Philippians 3:12-16
Sunday, June 6, 2002
Tension - we don’t like to live with tension - we seek to resolve that which gives us tension. The problem is that sometimes our attempts to resolve the tension get us into more trouble.
Now but not yet.
Eschatology: there is a tension between what part of eschatology deals with the present and what deals with the future. It seems to me the two major camps run into difficulty because they try to resolve the tension rather than live with it. One camp tries to make all the promises for today. The other camp tries to make it all about the future. But we live in a period of time where the promises are both - they are now but not yet.
We are part of the kingdom now but there is also the not yet of the kingdom. Jesus reigns now but there is also a not yet aspect to his reign. WE live in a time when the promises of God are being fulfilled in us, yet they are not yet completely fulfilled.
That leaves us in tension. How do we live in such tension?
Well that is what I believe Paul addresses in the passage in Philippians that we want to look at today.
1. Don’t become complacent or self-satisfied in the Now.
Two parallel statements in 12-14
12 Not that I have already obtained all this, or have already been made perfect,
13 Brothers, I do not consider myself yet to have taken hold of it.
Contrast Paul’s attitude to that of the Judaizers. Vv.2-11
They thought they had it all lined up. Follow the rules and you were guaranteed to be right with God. Paul has demolished their argument. He has shown by his own life that following all of their rules was just rubbish - none of it pleased God. Instead, he has confirmed that the Philippians have the true faith. Rather than feeling deficient in the face of those with their rules, the Philippian believers were actually the ones who had the true faith. He then drives home the point by showing his own emphasis - to know Christ and the power of his resurrection.
This is the now - we have experienced the power of the resurrection of Christ.
Romans 6:2 By no means! We died to sin; how can we live in it any longer?
3 Or don’t you know that all of us who were baptized into Christ Jesus were baptized into his death?
4 We were therefore buried with him through baptism into death in order that, just as Christ was raised from the dead through the glory of the Father, we too may live a new life.
2 Corinthians 5:17
But even here we cannot become complacent. We cannot begin to think that somehow we have arrived.
12 Not that I have already obtained all this, or have already been made perfect,
13 Brothers, I do not consider myself yet to have taken hold of it.
None of have arrived - we are still a work in progress
Some try to resolve the tension of the now but not yet by concluding that we are now sinless. No - we can never be satisfied
Christ did not save us for this. . . middle-class North American
2. Press on the completion of Christ’s work in us.
He expresses this idea in three different ways.
A.
12 Not that I have already obtained all this, or have already been made perfect, but I press on to take hold of that for which Christ Jesus took hold of me.
For what purpose did Christ save us.
Romans 8:28 And we know that in all things God works for the good of those who love him, who have been called according to his purpose.

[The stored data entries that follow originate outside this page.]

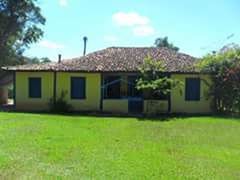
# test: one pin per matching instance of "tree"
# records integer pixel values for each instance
(163, 42)
(19, 27)
(225, 69)
(153, 78)
(36, 60)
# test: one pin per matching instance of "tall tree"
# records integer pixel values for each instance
(20, 22)
(163, 42)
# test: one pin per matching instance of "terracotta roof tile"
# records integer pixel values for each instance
(117, 59)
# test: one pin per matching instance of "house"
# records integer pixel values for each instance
(105, 81)
(6, 79)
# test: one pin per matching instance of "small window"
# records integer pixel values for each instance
(132, 90)
(112, 85)
(192, 91)
(35, 88)
(155, 95)
(78, 88)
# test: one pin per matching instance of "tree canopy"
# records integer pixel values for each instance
(225, 69)
(163, 42)
(20, 26)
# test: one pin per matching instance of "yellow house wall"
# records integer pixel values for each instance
(179, 105)
(93, 90)
(115, 105)
(23, 102)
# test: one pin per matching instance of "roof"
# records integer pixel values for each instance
(117, 59)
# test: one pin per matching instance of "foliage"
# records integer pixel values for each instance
(225, 69)
(36, 60)
(42, 146)
(60, 105)
(19, 27)
(163, 42)
(154, 77)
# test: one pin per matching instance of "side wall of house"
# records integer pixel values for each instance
(93, 90)
(23, 101)
(178, 102)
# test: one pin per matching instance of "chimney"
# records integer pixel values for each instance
(59, 58)
(85, 45)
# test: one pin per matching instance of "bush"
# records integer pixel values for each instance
(225, 69)
(60, 105)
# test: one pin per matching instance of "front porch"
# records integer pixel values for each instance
(119, 95)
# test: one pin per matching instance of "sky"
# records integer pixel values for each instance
(196, 27)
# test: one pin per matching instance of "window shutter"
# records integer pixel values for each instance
(35, 87)
(192, 91)
(78, 88)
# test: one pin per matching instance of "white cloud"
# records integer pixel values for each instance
(63, 3)
(129, 19)
(139, 25)
(50, 44)
(143, 30)
(110, 38)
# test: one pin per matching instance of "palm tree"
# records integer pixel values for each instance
(85, 45)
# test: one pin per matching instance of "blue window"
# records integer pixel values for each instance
(112, 87)
(78, 88)
(35, 87)
(192, 91)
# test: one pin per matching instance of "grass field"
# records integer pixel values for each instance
(35, 146)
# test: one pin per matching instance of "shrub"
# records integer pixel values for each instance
(225, 69)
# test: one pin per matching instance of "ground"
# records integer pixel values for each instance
(38, 146)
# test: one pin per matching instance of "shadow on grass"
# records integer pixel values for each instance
(140, 117)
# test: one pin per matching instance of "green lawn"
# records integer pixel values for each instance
(35, 146)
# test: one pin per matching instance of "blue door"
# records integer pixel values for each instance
(135, 97)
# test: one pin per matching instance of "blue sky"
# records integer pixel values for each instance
(197, 27)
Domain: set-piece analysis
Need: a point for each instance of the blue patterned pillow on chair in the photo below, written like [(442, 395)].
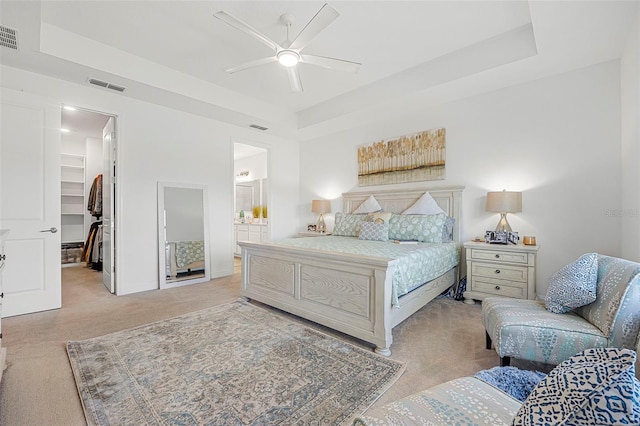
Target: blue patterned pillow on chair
[(375, 231), (574, 285), (595, 387)]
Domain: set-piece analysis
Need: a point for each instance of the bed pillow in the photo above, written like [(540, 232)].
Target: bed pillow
[(383, 217), (447, 229), (574, 285), (347, 225), (370, 205), (423, 228), (597, 386), (424, 205), (374, 231)]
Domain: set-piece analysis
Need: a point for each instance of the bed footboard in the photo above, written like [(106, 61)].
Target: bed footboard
[(347, 293)]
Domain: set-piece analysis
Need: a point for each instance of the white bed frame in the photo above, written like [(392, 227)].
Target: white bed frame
[(345, 292)]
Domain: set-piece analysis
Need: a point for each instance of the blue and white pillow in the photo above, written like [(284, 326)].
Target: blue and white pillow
[(574, 285), (595, 387), (374, 231), (348, 225)]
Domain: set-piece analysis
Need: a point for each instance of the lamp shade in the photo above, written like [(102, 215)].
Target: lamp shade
[(504, 202), (321, 206)]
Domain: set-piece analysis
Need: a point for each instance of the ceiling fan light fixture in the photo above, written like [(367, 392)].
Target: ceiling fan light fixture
[(288, 58)]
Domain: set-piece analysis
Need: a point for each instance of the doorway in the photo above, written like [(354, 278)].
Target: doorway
[(251, 194), (87, 166)]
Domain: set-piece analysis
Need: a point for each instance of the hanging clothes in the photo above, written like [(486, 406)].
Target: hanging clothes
[(94, 204), (92, 253)]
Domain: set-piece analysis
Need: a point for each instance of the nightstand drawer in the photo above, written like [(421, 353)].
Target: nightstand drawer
[(491, 287), (499, 256), (500, 271)]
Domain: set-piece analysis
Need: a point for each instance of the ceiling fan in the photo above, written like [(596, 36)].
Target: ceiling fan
[(288, 53)]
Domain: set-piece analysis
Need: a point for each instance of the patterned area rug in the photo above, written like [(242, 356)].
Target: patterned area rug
[(231, 364)]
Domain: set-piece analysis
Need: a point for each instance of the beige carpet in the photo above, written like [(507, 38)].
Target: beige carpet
[(235, 363), (442, 341)]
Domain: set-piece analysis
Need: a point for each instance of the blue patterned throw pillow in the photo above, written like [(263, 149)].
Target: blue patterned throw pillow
[(574, 285), (595, 387), (375, 231)]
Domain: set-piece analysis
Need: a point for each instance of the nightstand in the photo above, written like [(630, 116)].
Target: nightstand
[(500, 270), (313, 234)]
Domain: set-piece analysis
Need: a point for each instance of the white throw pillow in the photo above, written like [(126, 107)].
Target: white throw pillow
[(370, 205), (424, 205), (574, 285)]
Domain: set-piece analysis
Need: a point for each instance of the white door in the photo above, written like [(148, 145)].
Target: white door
[(108, 191), (30, 202)]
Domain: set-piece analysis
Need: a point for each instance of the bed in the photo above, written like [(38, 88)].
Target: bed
[(348, 292), (183, 257)]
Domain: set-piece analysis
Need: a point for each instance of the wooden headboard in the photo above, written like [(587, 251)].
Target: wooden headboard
[(449, 198)]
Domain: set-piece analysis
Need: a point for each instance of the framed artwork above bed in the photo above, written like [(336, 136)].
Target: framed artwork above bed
[(415, 157)]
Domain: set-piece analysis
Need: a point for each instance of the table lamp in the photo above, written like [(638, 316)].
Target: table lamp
[(504, 202), (321, 207)]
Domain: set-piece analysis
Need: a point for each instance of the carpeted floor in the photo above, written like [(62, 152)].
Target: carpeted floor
[(235, 363), (442, 341)]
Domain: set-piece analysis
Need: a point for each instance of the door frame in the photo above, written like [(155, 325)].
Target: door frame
[(115, 197)]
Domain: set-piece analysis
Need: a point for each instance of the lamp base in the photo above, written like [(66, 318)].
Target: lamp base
[(503, 225), (321, 226)]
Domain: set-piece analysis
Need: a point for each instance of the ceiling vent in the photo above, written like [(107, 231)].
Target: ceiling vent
[(106, 85), (8, 37)]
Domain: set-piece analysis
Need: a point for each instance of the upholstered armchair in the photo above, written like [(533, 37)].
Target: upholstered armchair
[(526, 329)]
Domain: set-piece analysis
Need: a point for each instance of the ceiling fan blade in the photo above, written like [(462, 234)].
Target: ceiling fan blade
[(294, 79), (247, 29), (331, 63), (323, 18), (251, 64)]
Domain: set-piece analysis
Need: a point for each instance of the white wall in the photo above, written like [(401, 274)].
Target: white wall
[(555, 139), (161, 144), (630, 123), (256, 165)]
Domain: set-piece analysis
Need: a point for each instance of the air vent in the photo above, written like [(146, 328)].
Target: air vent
[(8, 37), (106, 85)]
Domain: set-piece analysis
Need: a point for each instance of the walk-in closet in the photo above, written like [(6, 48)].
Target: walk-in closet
[(81, 178)]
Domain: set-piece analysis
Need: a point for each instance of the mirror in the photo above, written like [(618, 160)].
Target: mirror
[(183, 234), (244, 197)]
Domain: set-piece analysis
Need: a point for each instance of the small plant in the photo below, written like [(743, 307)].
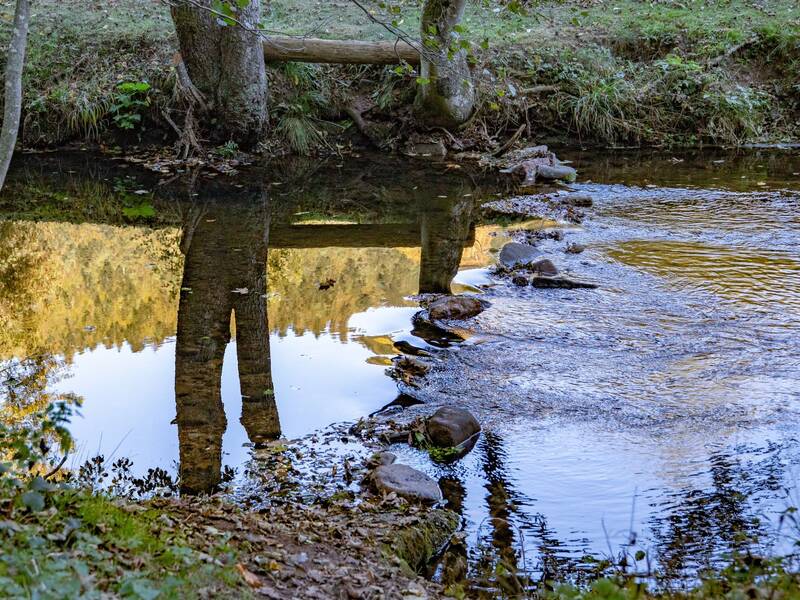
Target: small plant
[(130, 99), (227, 150)]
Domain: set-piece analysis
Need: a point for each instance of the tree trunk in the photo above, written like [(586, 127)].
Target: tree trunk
[(448, 97), (226, 63), (13, 89), (349, 52)]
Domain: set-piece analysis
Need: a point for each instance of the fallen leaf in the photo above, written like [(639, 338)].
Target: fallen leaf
[(249, 577)]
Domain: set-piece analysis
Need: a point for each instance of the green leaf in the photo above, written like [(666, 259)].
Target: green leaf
[(143, 211), (39, 484), (33, 500)]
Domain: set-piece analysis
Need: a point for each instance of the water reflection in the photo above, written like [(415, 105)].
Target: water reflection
[(224, 288)]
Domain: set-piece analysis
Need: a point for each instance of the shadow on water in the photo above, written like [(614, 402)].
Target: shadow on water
[(279, 298), (225, 232)]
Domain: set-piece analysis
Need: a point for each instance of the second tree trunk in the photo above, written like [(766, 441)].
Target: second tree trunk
[(446, 97)]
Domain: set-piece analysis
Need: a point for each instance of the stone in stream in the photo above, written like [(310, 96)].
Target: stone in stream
[(574, 248), (542, 281), (520, 280), (514, 254), (556, 172), (579, 200), (449, 427), (455, 307), (544, 266), (407, 483)]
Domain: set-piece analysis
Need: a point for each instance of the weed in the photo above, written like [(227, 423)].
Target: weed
[(130, 99), (227, 150)]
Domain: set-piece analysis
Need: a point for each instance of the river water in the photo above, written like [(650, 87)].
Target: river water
[(660, 412)]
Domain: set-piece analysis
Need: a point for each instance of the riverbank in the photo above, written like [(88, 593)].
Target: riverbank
[(662, 403), (630, 73)]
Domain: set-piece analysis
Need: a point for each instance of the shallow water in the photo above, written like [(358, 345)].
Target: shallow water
[(659, 412)]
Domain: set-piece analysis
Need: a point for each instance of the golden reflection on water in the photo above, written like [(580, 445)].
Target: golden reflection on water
[(65, 287), (757, 278)]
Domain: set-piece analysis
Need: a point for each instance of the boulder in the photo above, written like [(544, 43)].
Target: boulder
[(520, 280), (556, 172), (514, 254), (455, 307), (387, 458), (449, 427), (542, 281), (407, 483), (574, 248), (579, 200), (544, 266)]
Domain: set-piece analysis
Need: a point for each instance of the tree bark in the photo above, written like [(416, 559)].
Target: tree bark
[(13, 87), (448, 98), (352, 52), (226, 64)]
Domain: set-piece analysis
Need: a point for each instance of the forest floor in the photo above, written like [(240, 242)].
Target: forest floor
[(623, 72)]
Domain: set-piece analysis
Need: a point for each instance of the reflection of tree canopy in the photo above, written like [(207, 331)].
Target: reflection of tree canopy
[(66, 287), (364, 277)]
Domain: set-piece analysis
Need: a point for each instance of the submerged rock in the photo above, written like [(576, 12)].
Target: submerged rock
[(407, 483), (449, 427), (520, 280), (579, 200), (544, 266), (514, 254), (542, 281), (455, 307), (556, 172)]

29 For those God foreknew he also predestined to be conformed to the likeness of his Son, that he might be the firstborn among many brothers.
30 And those he predestined, he also called; those he called, he also justified; those he justified, he also glorified.
B.
But one thing I do: Forgetting what is behind and straining toward what is ahead,
14 I press on toward the goal to win the prize for which God has called me heavenward in Christ Jesus.
All of the things that I used to count important are rubbish -
v 4-6
C.
15 All of us who are mature should take such a view of things. And if on some point you think differently, that too God will make clear to you.
16 Only let us live up to what we have already attained.